If your SL is too tight, it will be broken. Then when price recoils, you get "stopped out". Then you draw a demand line that would not be drawn if the supply line hadn't been too tight to begin with. Since this demand line is usually irrelevant, any long entry taken off of it is not triggered or, if also set too tight, is triggered then stopped out. This prevents you from being in a psychological position to take the next short but to wait until the one after that, which is so late that it will also be stopped out by a recoil.
You want these lines to protect you from failure. That is not their purpose. Their purpose is to track supply and demand. If you're obsessed with your entry and whether or not you're in profit, all that goes out the window and you are in effect wasting your time, focusing on your P&L rather than price movement.

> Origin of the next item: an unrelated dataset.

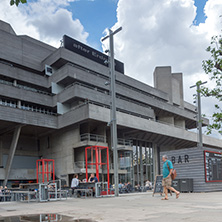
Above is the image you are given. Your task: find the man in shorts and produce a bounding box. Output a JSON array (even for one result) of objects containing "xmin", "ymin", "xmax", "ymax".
[{"xmin": 162, "ymin": 155, "xmax": 180, "ymax": 200}]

Backtesting will tell you how far away from the ret your entry has to be in order to avoid being tripped by a meaningless tick without being so far away that you are nearing the end of the move. I use a point, and not just because it seemed like a good idea. Backtesting will also tell you how much of a recoil you can expect after entry. If the entry is correct, the recoil will not be more than a few ticks. I know this because of my backtesting. I also know that if for some reason it recoils more than that, then no entry would have been correct. There is a high probability that the trade is bad to begin with.
Your entry has nothing to do with price movement. If you had simply allowed price to come back and make a lower swing high, you would never have exited. If you can't allow price to make these retracements without jumping out, then go ahead and exit and, if price makes a lower high, re-enter immediately instead of waiting for another, lower retracement which will put you in exactly the same situation.